In [1]:
from pyspark.sql import SparkSession 
spark = SparkSession.builder.appName("app2").getOrCreate()
sc = spark.sparkContext
spark
sc


Create a DataFrame

In [2]:

spark = SparkSession.builder.appName('SparkByExamples.com').getOrCreate()

columns = ["Seqno","Name"]
data = [("1", "john jones"),
    ("2", "tracey smith"),
    ("3", "amy sanders")]

df = spark.createDataFrame(data=data,schema=columns)

df.show(truncate=False)


+-----+------------+
|Seqno|Name        |
+-----+------------+
|1    |john jones  |
|2    |tracey smith|
|3    |amy sanders |
+-----+------------+



 Create a Python Function

In [3]:

def convertCase(str):
    resStr=""
    arr = str.split(" ")
    for x in arr:
       resStr= resStr + x[0:1].upper() + x[1:len(x)] + " "
    return resStr 


Convert a Python function to PySpark UDF



Now convert this function convertCase() to UDF by passing the function to PySpark SQL udf(), this function is available at org.apache.spark.sql.functions.udf package. Make sure you import this package before using it.
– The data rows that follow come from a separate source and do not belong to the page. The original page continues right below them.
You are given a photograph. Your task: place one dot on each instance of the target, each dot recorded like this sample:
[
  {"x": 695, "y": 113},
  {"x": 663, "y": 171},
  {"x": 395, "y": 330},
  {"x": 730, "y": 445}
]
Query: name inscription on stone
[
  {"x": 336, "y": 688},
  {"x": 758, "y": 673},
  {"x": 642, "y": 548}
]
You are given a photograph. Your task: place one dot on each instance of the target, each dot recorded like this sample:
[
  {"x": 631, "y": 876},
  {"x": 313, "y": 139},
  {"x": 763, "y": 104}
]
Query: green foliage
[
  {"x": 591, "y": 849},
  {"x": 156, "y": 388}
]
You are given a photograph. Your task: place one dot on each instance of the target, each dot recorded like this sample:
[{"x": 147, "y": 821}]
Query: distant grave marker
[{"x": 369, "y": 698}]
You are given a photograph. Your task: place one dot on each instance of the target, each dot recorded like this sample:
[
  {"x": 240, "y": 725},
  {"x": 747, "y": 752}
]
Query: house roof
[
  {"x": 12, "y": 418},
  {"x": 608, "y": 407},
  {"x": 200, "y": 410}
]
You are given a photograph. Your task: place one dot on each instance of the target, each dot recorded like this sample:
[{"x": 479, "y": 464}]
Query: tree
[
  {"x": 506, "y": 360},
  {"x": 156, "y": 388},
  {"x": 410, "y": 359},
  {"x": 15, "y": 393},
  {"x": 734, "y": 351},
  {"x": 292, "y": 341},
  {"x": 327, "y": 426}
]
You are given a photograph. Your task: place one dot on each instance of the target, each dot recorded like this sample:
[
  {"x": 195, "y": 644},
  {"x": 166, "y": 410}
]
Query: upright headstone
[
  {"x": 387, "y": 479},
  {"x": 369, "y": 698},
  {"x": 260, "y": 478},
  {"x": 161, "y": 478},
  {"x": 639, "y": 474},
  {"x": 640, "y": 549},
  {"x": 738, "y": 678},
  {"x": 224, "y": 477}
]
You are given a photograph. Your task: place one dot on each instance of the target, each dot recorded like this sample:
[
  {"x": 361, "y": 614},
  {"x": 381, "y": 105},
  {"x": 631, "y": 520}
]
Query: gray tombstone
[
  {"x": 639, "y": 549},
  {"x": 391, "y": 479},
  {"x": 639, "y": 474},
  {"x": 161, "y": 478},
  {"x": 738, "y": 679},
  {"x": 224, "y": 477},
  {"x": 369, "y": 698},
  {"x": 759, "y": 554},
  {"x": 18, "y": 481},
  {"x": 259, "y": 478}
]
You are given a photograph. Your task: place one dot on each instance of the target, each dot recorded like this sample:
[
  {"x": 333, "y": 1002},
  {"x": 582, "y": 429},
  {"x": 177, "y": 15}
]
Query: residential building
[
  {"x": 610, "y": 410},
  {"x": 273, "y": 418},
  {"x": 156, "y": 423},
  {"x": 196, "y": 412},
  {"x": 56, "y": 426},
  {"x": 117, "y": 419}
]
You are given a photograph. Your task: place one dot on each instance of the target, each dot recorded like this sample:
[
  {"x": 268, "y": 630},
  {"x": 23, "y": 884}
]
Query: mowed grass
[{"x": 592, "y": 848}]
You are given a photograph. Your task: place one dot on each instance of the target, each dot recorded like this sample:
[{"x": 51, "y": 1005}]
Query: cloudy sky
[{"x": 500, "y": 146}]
PySpark SQL udf() function returns org.apache.spark.sql.expressions.UserDefinedFunction class object.

In [6]:
from pyspark.sql.functions import udf
from pyspark.sql.functions import *
""" Converting function to UDF """
convertUDF = udf(lambda z: convertCase(z),StringType())


Note: The default type of the udf() is StringType hence, you can also write the above statement without return type.

In [7]:

""" Converting function to UDF 
StringType() is by default hence not required """
convertUDF = udf(lambda z: convertCase(z)) 


    3. Using UDF with DataFrame
    3.1 Using UDF with PySpark DataFrame select()
    * Now you can use convertUDF() on a DataFrame column as a regular build-in function.

In [8]:

df.select(col("Seqno"), \
    convertUDF(col("Name")).alias("Name") ) \
   .show(truncate=False)


+-----+-------------+
|Seqno|Name         |
+-----+-------------+
|1    |John Jones   |
|2    |Tracey Smith |
|3    |Amy Sanders  |
+-----+-------------+



3.2 Using UDF with PySpark DataFrame withColumn()
* You could also use udf on DataFrame withColumn() function, to explain this I will create another upperCase() function which converts the input string to upper case.

In [9]:

def upperCase(str):
    return str.upper()


Let’s convert upperCase() python function to UDF and then use it with DataFrame withColumn(). Below example converts the values of “Name” column to upper case and creates a new column “Curated Name”

In [10]:

upperCaseUDF = udf(lambda z:upperCase(z),StringType())   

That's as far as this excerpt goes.